Press Release

May 16, 2011
Attorney General Gansler Joins Senator at Press Conference to Protect Consumers from High Gas Prices

gasBALTIMORE –As area gas prices top $4 a gallon, U.S. Senator Ben Cardin (D-MD) held a press conference today with Maryland Attorney General Doug Gansler to discuss efforts to protect Maryland consumers from high gas prices.  The Senator has called for the passage of legislation that would end $4 billion a year in subsidies and tax breaks for the five biggest oil companies.  The big five oil companies — Exxon Mobil, Shell, Chevron, BP and Conoco Phillips — made nearly $1 trillion in profits in the last decade, more than $35 billion of that in the first three months of this year.

“At a time of soaring gas prices and record budget deficits, we need to end $4 billion a year in subsidies for the Big 5 oil companies,” said Senator Cardin, a member of the Finance and Budget committees.  “Americans should not be footing the bill for Big Oil, which has made nearly $1 trillion in profits over the last decade.  We need to end taxpayer subsidies to oil companies and enact a comprehensive energy policy that will reduce our dependence on foreign oil.”

“The Office of Attorney General is tasked with protecting Maryland consumers and fair competition in the marketplace,” said Attorney General Gansler, who has launched a probe into the recent spike in gas prices across Maryland.  “My office has not seen clear evidence to support the recent dramatic increase in gas prices from suppliers and is working to determine whether or not these increases are legitimate or just attempts to take advantage of Maryland consumers.”

The Close Big Oil Tax Loophole Act would repeal tax loopholes to the five largest, most profitable oil companies in the world: BP, Exxon Mobil, Shell, Chevron, and Conoco Phillips (“Big 5”).  The savings realized by ending tax breaks and other subsidies currently to the Big 5 would be used for deficit reduction. 
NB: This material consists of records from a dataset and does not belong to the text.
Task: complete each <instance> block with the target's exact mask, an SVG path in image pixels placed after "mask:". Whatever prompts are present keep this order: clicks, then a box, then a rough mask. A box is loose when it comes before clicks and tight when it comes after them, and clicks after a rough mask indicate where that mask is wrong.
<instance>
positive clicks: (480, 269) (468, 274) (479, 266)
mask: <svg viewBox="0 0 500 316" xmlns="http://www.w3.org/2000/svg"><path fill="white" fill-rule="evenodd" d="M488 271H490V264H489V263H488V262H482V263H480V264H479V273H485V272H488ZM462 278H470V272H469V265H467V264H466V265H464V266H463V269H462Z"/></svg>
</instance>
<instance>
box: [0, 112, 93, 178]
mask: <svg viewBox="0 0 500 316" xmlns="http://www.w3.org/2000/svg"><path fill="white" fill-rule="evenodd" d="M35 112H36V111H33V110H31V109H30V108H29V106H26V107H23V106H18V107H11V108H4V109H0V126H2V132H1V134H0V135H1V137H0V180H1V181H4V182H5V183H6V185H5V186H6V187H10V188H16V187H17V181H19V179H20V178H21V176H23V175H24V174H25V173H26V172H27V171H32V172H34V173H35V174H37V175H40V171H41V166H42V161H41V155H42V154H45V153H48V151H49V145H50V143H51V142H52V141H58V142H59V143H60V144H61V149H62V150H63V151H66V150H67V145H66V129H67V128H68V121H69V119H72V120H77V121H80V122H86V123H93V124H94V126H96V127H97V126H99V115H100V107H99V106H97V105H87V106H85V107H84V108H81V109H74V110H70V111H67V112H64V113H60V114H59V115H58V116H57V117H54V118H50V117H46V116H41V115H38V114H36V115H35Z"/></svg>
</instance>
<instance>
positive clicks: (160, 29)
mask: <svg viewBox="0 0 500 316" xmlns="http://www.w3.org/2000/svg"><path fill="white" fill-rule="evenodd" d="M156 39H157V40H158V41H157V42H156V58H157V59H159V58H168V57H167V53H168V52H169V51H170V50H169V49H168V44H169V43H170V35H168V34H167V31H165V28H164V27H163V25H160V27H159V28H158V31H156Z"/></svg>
In the first quarter of 2011, the Big 5 oil companies reported record profits:

  • Exxon Mobil – $10.7 billion in profits;
  • Shell  –$8.8 billion in profits;
  • BP — $7.1 billion in profits;
    • Chevron –$6.2 billion in profits; and,
    • Conoco Phillips — $3 billion in profits.

Last week Senator Cardin also signed a letter to the heads of the Big 5 oil companies “urging them to reject any more taxpayer subsidies” in light of the Big 5’s $1 trillion in profits over the last decade.